My 17 year old dog died this afternoon and in place of her mischievous eyes, tongue lolling and good natured tail wagging is a great intrusive emptiness.
Grief is hideous, like a relentless monster that threatens to crush your breath with its infernal weight and punishing claws, seeking to snuff out any Joy remaining in your heart and mind. After a few hungry bites and lacerations from the Grief Monster, all Hope flees your body and hides in some far off place, trembling with fear. When a loss is still fresh but you’re all cried out, sometimes one’s consciousness escapes into an Asphodelian numbness so that Grief is momentarily confused and frozen, unable to continue its chase because the Fog of Numb is its temporary blindfold.

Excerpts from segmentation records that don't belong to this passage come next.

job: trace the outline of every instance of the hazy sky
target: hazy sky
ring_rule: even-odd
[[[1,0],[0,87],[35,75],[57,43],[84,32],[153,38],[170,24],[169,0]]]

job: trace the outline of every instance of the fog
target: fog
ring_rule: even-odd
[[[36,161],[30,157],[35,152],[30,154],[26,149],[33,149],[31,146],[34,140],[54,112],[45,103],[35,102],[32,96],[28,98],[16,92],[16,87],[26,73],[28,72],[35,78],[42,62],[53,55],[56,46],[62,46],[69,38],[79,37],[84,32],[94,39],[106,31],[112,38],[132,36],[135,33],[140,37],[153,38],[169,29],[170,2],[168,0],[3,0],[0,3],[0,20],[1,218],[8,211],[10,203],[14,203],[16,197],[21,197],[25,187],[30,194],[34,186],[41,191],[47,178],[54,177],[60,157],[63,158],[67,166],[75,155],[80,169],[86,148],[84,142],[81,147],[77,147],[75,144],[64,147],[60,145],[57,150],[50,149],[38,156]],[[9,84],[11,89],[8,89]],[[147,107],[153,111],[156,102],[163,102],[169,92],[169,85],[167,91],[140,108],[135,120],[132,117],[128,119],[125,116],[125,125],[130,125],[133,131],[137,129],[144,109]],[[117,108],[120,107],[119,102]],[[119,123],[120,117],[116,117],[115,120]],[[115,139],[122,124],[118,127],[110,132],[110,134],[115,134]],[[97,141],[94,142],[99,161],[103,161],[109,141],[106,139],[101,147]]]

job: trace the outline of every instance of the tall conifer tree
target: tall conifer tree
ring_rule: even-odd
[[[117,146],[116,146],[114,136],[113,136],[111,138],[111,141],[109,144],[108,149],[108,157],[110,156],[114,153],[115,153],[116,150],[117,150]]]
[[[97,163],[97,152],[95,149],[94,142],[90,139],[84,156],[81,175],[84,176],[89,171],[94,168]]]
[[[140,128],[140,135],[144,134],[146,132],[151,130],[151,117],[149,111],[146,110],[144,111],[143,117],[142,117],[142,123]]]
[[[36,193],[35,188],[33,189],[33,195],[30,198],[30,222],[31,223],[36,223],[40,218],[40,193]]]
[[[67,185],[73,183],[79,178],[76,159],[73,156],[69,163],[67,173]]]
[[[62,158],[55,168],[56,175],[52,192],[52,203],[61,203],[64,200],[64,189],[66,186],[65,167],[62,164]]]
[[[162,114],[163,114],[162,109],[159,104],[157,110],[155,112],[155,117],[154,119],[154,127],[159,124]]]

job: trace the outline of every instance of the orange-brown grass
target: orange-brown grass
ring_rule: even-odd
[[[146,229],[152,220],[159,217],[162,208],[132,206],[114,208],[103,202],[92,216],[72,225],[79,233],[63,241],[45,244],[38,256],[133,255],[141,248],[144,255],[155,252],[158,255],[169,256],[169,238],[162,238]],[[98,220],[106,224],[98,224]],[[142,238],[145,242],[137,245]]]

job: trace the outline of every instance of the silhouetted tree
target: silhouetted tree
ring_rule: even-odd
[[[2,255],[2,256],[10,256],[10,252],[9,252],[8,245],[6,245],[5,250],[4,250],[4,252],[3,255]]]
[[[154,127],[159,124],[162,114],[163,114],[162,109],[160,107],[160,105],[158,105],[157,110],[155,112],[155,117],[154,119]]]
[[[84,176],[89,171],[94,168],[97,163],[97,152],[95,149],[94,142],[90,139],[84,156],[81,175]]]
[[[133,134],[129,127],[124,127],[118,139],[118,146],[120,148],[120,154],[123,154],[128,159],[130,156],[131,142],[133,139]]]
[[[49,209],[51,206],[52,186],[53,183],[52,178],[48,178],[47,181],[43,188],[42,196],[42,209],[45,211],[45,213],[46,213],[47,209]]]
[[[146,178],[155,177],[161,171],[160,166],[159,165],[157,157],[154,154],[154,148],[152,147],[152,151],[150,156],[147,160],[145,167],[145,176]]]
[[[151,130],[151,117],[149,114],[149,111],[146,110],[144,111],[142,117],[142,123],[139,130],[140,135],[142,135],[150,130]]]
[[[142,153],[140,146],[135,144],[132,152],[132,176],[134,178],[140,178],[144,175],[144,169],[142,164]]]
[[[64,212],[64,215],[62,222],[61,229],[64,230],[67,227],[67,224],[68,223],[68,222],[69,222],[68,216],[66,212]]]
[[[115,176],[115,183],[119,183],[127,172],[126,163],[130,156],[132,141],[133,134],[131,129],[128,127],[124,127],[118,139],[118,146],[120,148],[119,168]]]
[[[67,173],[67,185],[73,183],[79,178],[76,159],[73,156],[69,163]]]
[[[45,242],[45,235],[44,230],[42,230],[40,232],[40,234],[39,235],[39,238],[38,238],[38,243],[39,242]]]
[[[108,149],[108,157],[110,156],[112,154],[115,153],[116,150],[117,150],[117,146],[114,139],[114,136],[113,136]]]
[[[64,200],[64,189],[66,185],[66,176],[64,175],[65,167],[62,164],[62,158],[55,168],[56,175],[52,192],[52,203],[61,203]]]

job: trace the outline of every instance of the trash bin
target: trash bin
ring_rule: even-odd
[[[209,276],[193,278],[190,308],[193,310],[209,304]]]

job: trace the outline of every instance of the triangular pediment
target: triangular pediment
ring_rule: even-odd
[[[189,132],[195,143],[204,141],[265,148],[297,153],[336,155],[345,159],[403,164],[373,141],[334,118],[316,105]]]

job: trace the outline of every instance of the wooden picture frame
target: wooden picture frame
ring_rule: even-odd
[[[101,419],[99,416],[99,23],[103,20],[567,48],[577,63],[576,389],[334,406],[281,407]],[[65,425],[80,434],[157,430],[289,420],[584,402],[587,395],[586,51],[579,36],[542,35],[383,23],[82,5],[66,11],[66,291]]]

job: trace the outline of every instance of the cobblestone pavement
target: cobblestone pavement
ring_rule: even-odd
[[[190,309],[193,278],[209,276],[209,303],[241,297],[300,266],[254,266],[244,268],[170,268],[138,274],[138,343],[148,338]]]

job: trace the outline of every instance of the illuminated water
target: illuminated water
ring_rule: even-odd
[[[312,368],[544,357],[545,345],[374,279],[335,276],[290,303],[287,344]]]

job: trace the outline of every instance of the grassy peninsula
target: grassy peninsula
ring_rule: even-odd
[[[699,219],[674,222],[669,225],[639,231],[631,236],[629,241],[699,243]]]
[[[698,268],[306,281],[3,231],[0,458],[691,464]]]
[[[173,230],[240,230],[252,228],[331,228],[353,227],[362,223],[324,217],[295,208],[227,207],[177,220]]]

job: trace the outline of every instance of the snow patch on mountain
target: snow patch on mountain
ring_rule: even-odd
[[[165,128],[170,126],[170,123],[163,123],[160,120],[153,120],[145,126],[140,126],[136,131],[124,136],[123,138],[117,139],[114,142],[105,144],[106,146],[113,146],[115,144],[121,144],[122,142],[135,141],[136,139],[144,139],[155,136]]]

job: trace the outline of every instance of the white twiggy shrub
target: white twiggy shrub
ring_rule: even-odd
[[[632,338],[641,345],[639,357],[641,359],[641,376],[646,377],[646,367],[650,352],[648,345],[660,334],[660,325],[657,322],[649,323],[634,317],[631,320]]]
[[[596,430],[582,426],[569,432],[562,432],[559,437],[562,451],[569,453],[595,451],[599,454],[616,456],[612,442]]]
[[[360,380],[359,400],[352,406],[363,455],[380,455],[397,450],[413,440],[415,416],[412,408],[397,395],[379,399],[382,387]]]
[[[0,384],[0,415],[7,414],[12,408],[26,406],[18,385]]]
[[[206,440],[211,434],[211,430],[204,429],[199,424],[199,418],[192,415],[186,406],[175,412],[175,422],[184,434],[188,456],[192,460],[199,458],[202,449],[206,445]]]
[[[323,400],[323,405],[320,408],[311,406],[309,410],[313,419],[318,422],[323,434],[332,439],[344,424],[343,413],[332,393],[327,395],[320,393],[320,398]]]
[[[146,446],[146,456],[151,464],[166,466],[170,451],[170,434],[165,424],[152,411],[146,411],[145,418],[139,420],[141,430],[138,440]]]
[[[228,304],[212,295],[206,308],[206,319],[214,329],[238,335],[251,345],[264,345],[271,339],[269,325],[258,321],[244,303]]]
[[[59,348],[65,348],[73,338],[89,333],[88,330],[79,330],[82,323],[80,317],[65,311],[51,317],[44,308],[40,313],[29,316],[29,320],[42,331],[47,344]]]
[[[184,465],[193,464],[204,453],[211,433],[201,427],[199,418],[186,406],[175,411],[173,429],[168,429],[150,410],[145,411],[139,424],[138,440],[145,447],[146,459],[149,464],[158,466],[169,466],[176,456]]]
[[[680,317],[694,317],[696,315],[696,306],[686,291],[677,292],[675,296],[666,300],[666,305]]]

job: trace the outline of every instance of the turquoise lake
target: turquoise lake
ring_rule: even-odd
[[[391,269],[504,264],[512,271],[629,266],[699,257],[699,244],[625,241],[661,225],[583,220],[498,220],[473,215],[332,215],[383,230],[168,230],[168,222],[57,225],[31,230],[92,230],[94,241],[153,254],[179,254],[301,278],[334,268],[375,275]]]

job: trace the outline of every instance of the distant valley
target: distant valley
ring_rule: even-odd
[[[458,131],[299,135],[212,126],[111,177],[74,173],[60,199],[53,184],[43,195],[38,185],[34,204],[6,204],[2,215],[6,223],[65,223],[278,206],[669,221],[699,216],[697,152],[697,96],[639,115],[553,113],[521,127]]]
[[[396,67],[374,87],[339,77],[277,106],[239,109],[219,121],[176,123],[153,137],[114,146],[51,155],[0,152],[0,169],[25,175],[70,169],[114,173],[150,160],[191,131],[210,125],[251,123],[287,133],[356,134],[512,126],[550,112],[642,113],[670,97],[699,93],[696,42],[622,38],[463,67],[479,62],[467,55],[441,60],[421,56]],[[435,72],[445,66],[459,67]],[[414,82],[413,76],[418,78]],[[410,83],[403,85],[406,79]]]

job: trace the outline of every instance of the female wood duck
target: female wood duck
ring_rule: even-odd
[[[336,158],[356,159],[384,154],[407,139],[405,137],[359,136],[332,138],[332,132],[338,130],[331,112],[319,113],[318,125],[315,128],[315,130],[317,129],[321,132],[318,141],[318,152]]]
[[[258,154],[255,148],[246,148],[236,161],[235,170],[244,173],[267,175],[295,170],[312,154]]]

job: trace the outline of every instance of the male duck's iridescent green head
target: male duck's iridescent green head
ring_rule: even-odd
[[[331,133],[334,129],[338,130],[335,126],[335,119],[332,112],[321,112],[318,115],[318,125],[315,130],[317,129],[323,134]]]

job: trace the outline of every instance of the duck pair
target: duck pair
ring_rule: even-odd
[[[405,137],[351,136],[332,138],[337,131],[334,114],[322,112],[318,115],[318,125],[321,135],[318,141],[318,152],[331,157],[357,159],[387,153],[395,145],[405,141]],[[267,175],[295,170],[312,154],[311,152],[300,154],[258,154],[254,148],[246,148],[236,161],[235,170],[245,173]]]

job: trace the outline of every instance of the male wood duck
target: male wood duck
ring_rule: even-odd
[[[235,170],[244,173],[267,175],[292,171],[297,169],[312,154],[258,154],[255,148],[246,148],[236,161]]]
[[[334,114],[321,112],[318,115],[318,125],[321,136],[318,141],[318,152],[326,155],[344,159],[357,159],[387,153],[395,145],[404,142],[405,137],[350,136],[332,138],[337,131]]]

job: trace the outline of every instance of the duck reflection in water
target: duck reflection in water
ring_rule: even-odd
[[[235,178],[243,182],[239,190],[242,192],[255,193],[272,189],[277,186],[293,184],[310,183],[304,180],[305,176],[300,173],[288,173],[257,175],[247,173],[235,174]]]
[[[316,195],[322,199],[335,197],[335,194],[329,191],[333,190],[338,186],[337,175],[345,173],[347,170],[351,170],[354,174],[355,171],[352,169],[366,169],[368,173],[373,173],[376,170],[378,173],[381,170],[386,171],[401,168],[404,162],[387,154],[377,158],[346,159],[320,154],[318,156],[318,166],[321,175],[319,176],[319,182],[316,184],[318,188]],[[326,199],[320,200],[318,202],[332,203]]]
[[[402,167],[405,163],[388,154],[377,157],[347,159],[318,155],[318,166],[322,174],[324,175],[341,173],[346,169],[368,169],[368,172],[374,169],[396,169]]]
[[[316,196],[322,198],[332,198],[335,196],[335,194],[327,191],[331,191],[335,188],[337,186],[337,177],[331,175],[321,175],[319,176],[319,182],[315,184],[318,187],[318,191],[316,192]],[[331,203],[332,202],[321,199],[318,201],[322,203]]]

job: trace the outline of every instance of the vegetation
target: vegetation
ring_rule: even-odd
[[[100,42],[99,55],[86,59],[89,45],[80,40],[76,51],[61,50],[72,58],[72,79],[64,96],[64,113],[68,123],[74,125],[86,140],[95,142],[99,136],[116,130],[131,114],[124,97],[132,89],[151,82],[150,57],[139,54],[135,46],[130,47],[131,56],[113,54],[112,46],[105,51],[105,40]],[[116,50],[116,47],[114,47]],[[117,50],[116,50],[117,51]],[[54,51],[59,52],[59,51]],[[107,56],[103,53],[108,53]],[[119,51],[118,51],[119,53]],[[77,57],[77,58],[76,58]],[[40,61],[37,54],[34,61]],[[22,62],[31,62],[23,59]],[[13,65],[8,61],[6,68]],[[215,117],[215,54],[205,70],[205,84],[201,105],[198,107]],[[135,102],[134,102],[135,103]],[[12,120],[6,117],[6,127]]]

But when one’s loss recedes, even if just a little, I can then reflect that despite all this sorrow, I can be glad that the word Grief exists to describe what Grief is. Though of course words can be dissatisfactory and not robust enough to represent the gamut of human experience, I am nonetheless grateful because it means countless people before me recognised the importance of having such a word which in turn means they too experienced a devastating and irrevocable loss thus in the end, this reminds me that we can only experience Grief, if we also feel Love and if we feel Love, it means there was a chance that Care and Kindness was involved too…and this is enough to entice Hope to return to me.
These sentences are quite choppy and I am not pleased with my botched attempt at explaining my thoughts as each word had to be dragged out through a haze of exhausted sadness so rather than razor sharp clarity, I have disjointed ideas pushing and shoving each other before collapsing in a heap but all I really wanted to point out in a rather roundabout way is that words represent our collective memories and serve as a reminder that we are not always alone in our experiences. Language is the rich canvas we are forced to paint.
1. deep mental anguish or sorrow, as that arising from bereavement.
2. a source of deep mental anguish.
3. annoyance or frustration.
4. trouble or difficulty.
5. Archaic: a grievance.
Etymology: Middle English gref, grief < Anglo-French gref; see grieve - Middle English greven, grieven < Old French grever < Latin gravāre, “to burden”, derivative of gravis, “heavy”.